Home » Russia » Vladimir Voinovich » Претендент на престол (Pretender to the Throne: The Further Adventures of Private Ivan Chonkin)
Vladimir Voinovich: Претендент на престол (Pretender to the Throne: The Further Adventures of Private Ivan Chonkin)
At the end of Жизнь и необычайные приключения солдата Ивана Чонкина (The Life and Extraordinary Adventures of Private Ivan Chonkin), Chonkin had been captured and imprisoned by the Soviets, after the fiasco of the attempt by a platoon to capture him, thinking he was a subversive. This book opens up with Chonkin in prison but surviving quite well, unaware what he is about to unleash. What he is about to unleash, unwittingly, is not only a major impact on the lives of certain individuals but also a complete change to the outcome of the war. I say that all these events happen despite Chonkin who remains, for virtually all of the book, in prison. In the previous book, he had started a relationship with Nyura. She still loves him and is determined to find out what happened and to get him released, knowing full well that he is a brave Soviet soldier and not a subversive. She makes the rounds of various officials and others to plead for his release but to no avail. Or, rather, she thinks that it is to no avail. But, unbeknownst to her, her pleadings do seem to have an effect on some of the people. For example, the newspaper editor, a devoted journalist and devoted Communist, spends all his life at the newspaper, writing and rewriting every story, so much so that he never seems to go home. Indeed, he thinks his son is three and a half years old when, in fact, he is seventeen and has just been sent to the front. Hearing Nyura’s pleadings, he thinks about his family and decides to go home. He cannot remember where he lives and, when he gets home, barely recognises his wife, though he has brought a present for his three and a half year old son.

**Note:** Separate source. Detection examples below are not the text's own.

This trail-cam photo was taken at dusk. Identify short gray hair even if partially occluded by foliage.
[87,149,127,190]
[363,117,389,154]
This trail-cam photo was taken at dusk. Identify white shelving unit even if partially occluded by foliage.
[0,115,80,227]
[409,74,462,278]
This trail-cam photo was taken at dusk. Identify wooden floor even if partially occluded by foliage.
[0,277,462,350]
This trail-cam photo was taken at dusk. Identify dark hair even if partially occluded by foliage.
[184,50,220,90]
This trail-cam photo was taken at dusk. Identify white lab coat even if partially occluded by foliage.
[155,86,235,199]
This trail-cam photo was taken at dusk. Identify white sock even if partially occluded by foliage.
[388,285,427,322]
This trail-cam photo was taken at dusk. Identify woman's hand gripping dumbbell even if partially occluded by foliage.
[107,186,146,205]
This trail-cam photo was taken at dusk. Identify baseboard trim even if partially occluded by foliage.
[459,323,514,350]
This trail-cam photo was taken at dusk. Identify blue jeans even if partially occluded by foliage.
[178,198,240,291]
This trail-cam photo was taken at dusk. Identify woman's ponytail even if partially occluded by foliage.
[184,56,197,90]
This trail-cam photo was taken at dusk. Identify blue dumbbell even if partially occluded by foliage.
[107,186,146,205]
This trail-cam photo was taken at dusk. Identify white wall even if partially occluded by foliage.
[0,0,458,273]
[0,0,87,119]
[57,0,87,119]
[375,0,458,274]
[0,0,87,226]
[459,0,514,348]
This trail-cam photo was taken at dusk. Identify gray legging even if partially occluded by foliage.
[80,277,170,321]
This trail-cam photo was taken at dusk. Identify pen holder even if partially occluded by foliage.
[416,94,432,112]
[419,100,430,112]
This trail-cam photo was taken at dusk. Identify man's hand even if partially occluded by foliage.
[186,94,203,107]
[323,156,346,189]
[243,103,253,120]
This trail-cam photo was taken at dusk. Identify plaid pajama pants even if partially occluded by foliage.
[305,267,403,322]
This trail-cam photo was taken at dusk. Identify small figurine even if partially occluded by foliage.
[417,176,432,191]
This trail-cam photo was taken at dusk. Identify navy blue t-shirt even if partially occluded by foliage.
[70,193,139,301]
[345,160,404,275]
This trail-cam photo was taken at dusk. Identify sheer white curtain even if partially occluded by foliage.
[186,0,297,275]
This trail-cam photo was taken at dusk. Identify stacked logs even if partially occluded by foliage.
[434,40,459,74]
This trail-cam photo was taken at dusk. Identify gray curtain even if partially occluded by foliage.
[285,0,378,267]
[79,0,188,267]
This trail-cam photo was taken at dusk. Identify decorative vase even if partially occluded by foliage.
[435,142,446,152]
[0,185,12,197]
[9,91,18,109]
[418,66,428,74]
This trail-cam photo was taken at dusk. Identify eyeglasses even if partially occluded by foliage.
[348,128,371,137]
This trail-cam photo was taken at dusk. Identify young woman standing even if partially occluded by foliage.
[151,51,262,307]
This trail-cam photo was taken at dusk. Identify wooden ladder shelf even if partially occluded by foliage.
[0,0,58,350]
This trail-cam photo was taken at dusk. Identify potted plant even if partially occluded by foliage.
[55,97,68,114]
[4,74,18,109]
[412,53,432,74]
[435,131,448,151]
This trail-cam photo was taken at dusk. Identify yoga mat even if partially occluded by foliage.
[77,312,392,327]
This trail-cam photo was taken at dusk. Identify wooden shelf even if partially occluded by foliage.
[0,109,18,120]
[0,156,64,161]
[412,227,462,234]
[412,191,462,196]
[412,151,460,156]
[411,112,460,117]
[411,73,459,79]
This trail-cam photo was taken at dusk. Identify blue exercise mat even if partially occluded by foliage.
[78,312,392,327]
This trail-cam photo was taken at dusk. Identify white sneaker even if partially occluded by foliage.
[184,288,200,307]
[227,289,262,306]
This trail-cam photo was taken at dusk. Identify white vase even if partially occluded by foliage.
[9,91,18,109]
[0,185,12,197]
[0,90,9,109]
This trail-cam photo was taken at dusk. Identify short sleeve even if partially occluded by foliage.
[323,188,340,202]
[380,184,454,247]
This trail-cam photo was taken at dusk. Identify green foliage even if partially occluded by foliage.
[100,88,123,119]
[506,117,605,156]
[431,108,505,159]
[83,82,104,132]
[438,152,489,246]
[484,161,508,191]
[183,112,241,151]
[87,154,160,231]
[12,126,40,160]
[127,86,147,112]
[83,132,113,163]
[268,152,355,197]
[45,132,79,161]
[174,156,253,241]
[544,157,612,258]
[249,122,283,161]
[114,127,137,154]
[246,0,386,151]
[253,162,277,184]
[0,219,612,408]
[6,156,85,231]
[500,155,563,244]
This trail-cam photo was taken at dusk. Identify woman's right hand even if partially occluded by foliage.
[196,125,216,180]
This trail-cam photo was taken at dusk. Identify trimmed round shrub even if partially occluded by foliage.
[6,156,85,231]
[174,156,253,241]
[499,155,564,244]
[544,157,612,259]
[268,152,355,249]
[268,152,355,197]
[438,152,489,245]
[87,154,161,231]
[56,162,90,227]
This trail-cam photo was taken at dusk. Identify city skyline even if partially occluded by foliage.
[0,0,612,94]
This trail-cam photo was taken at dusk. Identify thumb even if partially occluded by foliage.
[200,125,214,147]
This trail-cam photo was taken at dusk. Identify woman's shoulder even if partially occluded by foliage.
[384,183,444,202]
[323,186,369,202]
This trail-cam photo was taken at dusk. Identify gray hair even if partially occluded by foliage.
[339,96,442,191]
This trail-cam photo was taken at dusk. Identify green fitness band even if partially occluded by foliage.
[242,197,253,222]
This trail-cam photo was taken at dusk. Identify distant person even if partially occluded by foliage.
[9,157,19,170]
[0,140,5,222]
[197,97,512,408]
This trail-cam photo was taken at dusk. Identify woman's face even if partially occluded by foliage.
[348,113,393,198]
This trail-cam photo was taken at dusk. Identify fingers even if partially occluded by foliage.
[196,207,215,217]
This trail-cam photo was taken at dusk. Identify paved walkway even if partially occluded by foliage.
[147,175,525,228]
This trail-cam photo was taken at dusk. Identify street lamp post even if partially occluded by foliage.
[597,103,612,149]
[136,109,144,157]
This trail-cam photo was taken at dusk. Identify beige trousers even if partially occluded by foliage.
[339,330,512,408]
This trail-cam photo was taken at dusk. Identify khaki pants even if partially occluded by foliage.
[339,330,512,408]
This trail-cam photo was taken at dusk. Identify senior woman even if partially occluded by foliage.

However, much of the novel continues Voinovich’s witty but aggressive satire of the Soviet system. We continue to see the massive inefficiency of the system, even while seeing that some of the Soviet officials have some heart. We also see the massive corruption. Soviet officials are arrested and then unarrested. Spies and plots are invented everywhere and magnified. Anyone who is even vaguely competent is pushed aside. From being a mild subversive, Chonkin is built up to be the leader of a massive German-Royalist plot. He is mistakenly take to be a descendant of Prince Golitsyn and part of a massive Royalist/White plot. The Soviets learn that there is a German spy called Hans (who may or may not exist) and Chonkin is soon said to be associated with Hans. Hans has to be found and found he is even though it is clear to us that the guilty party is not the real Hans if, indeed, the real Hans does exist. All of this gets first to Beria and then to Stalin, both of whom are ruthlessly satirised. Stalin’s involvement only makes matters more complicated. But it does not stop there, as Hitler also learns about Chonkin-Golitsyn and he gets involved. Things look very grim for Chonkin as he seems certain to be tried and executed.
The joy of this book, as with its predecessor, is, of course, Voinovich’s satire of the Soviet system, the Soviet man (and woman), the Soviet military and Stalin and Beria, all of whom are ruthlessly mocked for all their foibles, real and imagined. If there is a right way of doing things and a wrong way of doing them, the Soviets will choose the third, very stupid way. Of course, all too many of the people just want to survive, get drunk and get laid and do not care about the Soviet system. Voinovich, of course, mocks the official pronouncements and compares them with reality. He also mocks the cover-ups, such as the funeral of the”hero” of the unsuccessful attack on Voinovich, whose bones turn out to be obviously those of a horse. Indeed, there is little that he does not mock. Only Nyura, devoted common-law wife of Chonkin and hard work comes out of it relatively unscathed.